American Music Club  Psychic Pig,Bath  January 22nd 1992
Five songs in and three guitars down, Mark Eitzel is beginning to display a distinctly haunted look. The man has demons like a stray dog has fleas and all of them are scratching like hell tonight. Nervous, wary, anxious, he approaches the mike one more time."Ok,this is our token Yes cover." Ladies and gentlemen, welcome to the weird and getting weirder world of American Music Club.
After nearly a decade of relentless gigging, the Californian singer and his four-piece band finally came in from the cold last year with 'Everclear', a guitar-heavy collection of country-tinged laments. This tour should've been one of celebration but the look of pained grief hogs at least 90 per cent of prime time viewing on Eitzel's face does not suggest an easy ride.
The choice of songs ranges right across AMC's eight-year career with little attempt to promote recent (or even available) material. Highlights include the beautiful 'Firefly',which benefits greatly from Bruce Kaphan's pedal steel, while 'Ex-Girlfriend' sounds even more bitter live than it does on record.
Unfortunately, halfway through the set things begin to go badly wrong.The technical glitches are becoming too frequent, and perhaps Eitzel realizes that even though this is only the second night of the tour, already his voice is beginning to sound like Tom Waits after a trachetomy. In any case,a criminally mangled 'Dead Part of You' signals a dramatic leap from grace which will see him increasingly reluctant to actually play anymore songs, while constantly muttering about leaving the Psychic Pig altogether.

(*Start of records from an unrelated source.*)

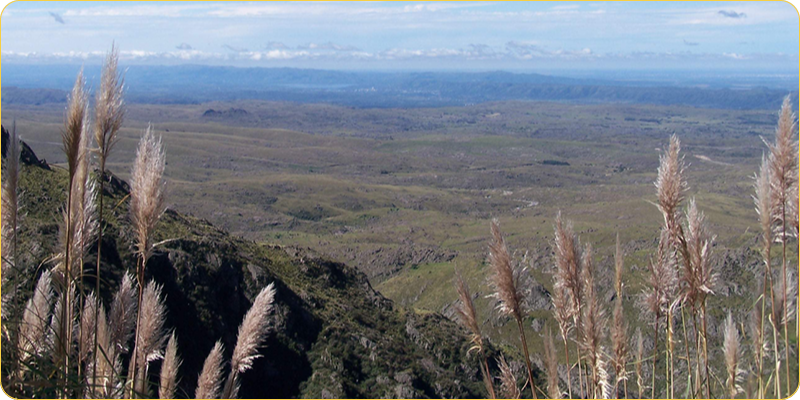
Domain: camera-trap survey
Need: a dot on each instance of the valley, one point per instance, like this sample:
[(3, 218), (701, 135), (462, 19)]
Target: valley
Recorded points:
[(406, 195)]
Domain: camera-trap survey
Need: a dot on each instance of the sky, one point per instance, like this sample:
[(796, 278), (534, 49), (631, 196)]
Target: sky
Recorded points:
[(409, 35)]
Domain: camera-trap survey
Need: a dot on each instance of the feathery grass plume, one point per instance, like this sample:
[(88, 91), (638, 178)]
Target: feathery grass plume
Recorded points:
[(147, 191), (594, 323), (671, 187), (759, 345), (783, 179), (765, 208), (109, 112), (146, 207), (563, 315), (660, 288), (508, 382), (122, 315), (568, 276), (732, 355), (75, 142), (639, 362), (699, 243), (619, 329), (210, 381), (169, 370), (35, 320), (505, 280), (150, 337), (252, 333), (10, 205), (469, 318), (551, 361)]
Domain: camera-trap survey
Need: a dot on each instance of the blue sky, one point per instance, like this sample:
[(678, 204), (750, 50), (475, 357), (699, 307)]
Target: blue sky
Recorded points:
[(409, 35)]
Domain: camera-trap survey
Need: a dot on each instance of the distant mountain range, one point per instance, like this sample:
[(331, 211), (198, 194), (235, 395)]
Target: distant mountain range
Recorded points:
[(26, 84)]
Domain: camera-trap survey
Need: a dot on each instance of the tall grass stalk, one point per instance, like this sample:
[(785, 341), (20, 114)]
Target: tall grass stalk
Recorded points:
[(569, 276), (147, 205), (109, 113), (765, 209), (505, 280), (469, 318), (783, 178), (10, 206), (252, 333)]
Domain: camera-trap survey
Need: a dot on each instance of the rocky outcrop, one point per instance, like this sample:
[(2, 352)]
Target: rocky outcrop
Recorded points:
[(332, 335)]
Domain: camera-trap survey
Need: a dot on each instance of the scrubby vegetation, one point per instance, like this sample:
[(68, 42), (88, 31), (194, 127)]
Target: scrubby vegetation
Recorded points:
[(682, 274)]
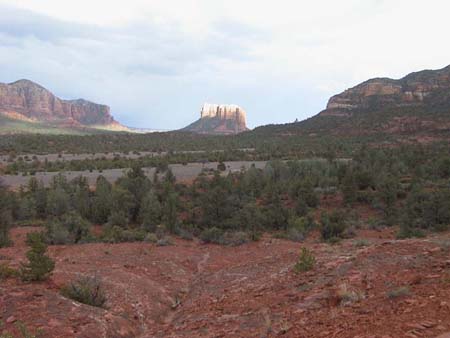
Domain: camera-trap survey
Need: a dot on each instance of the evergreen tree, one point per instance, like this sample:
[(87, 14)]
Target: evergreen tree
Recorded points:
[(39, 266)]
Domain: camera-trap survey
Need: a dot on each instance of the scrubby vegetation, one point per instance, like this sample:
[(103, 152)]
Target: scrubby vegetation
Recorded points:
[(407, 186), (305, 262), (39, 266)]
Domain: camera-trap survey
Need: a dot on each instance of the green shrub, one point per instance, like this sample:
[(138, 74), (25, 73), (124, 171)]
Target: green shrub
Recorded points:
[(86, 290), (7, 272), (39, 266), (407, 231), (299, 227), (305, 262), (212, 235), (150, 238), (70, 228), (333, 225)]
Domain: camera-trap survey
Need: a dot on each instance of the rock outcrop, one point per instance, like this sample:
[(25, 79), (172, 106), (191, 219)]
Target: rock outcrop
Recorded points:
[(27, 100), (415, 89), (219, 119)]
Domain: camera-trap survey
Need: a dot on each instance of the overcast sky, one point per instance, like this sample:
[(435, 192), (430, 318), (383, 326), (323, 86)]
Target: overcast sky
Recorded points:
[(155, 62)]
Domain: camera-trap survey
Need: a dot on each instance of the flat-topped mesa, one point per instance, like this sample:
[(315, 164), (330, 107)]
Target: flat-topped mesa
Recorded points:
[(220, 119), (29, 100), (225, 112)]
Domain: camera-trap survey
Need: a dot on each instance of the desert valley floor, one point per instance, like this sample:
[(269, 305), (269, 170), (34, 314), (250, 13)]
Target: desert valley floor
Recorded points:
[(371, 286)]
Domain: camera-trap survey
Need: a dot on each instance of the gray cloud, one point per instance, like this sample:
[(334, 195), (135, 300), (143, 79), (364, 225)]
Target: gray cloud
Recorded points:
[(137, 69)]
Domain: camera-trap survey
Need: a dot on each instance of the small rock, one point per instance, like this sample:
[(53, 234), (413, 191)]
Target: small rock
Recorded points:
[(444, 335), (416, 326), (10, 319)]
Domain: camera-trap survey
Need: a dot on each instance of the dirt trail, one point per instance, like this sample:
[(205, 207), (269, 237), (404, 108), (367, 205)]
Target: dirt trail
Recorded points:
[(378, 287)]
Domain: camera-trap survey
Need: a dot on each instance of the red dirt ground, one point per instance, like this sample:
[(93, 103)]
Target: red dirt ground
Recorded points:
[(195, 290)]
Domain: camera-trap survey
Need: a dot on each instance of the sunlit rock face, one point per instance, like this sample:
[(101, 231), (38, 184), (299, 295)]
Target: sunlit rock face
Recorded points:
[(220, 119), (31, 101)]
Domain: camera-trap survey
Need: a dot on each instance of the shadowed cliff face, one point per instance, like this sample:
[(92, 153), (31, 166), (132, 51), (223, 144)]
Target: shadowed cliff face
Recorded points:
[(34, 102), (219, 119), (416, 89)]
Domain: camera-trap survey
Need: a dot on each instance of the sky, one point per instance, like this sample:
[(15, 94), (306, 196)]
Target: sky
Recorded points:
[(155, 62)]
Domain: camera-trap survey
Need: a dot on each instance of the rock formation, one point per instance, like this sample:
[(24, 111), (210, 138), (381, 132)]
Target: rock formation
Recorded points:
[(219, 119), (29, 101), (415, 89)]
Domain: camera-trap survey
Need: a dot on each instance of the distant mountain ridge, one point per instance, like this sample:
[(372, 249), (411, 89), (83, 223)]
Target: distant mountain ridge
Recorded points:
[(415, 107), (219, 119), (28, 101)]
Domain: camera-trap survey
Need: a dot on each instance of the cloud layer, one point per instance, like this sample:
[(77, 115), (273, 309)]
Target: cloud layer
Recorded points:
[(155, 62)]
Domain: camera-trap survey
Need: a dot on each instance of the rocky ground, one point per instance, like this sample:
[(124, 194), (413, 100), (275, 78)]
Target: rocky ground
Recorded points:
[(371, 286)]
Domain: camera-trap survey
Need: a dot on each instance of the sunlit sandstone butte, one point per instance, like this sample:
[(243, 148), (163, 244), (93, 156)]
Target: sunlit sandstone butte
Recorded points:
[(219, 119)]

And he makes good his threat after less than an hour, Eitzel and drummer stomp off stage left, leaving their lead guitarist to finish the set with what may or may not be a Merle Haggard number, but it is certainly not one the rest of the band know. The evening,having gradually slid from the sublime to the ridiculous, is now irredeemably sunk in the land of the downright farcical.
Not their night, perhaps, but still a disappointment in spades.